Sólo un hombre que tardó tanto en responder al desafío catalán puede convocar la copa de Navidad en enero. Lo hizo ayer ante dos centenares de periodistas y tertulianos, acompañado de casi todo el Gobierno. Con la barba sin arreglar y un cierto aire indolente, respondió a mil preguntas en el tono imperturbable del que ha hecho un estilo: estoico, agalbanado, sufrido, glacial, sereno. No se movió del manual marianista: contra las maniobras del independentismo, recursos judiciales; contra el declive electoral, la recuperación del consumo, de la actividad y del empleo.
El presidente ha mandado a los ministros a predicar su único evangelio: la reactivación productiva, las cuentas cuadradas, la consolidación del déficit, los seiscientos mil trabajos nuevos. Sigue confiando en la gota malaya de la economía, en el poder taumatúrgico del crecimiento.
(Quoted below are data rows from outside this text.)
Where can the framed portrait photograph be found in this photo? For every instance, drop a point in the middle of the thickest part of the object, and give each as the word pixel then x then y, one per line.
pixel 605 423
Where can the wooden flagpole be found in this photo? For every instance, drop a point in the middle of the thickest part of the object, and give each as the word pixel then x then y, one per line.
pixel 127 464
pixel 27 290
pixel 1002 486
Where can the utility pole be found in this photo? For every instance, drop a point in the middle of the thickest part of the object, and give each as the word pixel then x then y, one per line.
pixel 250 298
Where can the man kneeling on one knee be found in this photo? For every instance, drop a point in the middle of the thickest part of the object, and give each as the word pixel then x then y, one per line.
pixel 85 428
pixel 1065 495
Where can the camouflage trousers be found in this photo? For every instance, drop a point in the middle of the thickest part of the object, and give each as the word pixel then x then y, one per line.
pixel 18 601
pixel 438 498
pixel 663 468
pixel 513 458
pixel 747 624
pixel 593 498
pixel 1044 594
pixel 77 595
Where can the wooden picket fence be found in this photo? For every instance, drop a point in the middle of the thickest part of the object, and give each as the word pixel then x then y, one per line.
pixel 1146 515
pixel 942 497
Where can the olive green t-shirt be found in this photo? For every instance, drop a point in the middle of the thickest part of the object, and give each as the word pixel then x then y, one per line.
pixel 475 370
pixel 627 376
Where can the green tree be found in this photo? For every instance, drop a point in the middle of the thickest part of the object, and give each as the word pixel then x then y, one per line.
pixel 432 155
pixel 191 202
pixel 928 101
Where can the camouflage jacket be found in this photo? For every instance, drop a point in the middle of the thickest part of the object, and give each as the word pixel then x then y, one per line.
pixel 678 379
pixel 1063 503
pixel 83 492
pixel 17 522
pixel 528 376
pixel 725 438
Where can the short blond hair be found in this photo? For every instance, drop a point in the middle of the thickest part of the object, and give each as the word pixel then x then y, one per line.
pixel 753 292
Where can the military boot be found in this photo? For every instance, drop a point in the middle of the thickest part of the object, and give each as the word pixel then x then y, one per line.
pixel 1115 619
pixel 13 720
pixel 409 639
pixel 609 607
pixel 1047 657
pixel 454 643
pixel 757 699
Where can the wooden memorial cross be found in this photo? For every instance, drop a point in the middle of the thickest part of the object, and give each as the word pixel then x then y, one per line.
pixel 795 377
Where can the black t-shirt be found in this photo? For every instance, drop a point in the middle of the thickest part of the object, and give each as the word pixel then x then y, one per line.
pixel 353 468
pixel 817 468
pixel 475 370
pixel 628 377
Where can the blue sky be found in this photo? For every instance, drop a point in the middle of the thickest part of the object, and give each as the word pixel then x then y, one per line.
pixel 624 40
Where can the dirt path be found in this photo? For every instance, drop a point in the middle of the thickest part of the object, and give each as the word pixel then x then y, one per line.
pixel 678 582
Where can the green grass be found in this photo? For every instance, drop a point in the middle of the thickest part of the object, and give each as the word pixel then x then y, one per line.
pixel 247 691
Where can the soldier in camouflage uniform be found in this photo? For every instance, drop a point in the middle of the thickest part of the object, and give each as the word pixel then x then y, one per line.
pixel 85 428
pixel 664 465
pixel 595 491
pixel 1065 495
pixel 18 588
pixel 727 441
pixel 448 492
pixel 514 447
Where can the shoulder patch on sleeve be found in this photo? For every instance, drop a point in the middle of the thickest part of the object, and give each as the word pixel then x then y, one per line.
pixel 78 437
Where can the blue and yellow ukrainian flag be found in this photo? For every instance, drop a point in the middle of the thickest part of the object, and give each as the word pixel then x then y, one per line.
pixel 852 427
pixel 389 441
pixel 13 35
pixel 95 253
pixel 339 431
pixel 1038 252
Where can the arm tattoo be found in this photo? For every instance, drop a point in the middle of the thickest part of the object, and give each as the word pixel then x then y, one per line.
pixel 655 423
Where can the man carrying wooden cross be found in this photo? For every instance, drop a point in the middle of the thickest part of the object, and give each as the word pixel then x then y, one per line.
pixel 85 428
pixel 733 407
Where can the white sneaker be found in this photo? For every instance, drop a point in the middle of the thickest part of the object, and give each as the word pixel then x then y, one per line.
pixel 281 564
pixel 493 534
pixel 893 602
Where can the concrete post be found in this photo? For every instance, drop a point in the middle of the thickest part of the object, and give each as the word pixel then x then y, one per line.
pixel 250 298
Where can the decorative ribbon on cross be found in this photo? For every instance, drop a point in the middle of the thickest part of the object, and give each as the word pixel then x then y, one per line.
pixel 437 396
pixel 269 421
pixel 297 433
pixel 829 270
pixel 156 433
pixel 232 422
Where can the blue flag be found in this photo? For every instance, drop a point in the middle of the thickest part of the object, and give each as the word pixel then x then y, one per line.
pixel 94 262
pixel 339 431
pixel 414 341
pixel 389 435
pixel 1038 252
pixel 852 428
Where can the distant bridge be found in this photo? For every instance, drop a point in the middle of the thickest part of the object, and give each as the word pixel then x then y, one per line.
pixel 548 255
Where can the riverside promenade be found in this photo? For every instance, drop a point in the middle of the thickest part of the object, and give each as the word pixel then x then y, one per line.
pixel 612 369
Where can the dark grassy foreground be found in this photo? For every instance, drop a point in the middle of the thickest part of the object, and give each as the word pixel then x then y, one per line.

Lo demás le parecen milongas, cantos de sirena de políticos inmaduros y posmodernos. En Cataluña, la ley como único y literal criterio, aunque el último auto del juez Llarena, el del voto de los líderes separatistas presos, parece haberle abierto alguna duda o causado un leve desconcierto. Espera que el nacionalismo acabe presentando un candidato «limpio» para poner a cero el contador del autogobierno. Sólo la vice Sáenz de Santamaría desliza algo de presión política al sugerir que le gustaría que Cs forzase un poco más a Podemos para impedir que los indepes se hagan con la presidencia del Parlamento.
Los suyos, sin embargo, no las tienen todas consigo; asumen el papel con disciplina y un punto escéptico. Saben que se les están escapando apoyos a chorros y desearían una reacción más enérgica, menos aplatanada: un cambio de acento. Seguirán a su jefe a ciegas porque no les queda más remedio, pero temen haber perdido el compás del país en su fuero interno. Salvo Montoro, siempre orgulloso de su tarea y de no ser simpático ni telegénico –«yo no estoy aquí para eso»–, el grupo transmite una sensación abatida, desmayada, de desaliento. Una impresión aturdida, desubicada, rara como la propia idea de celebrar una recepción navideña entrado el año nuevo.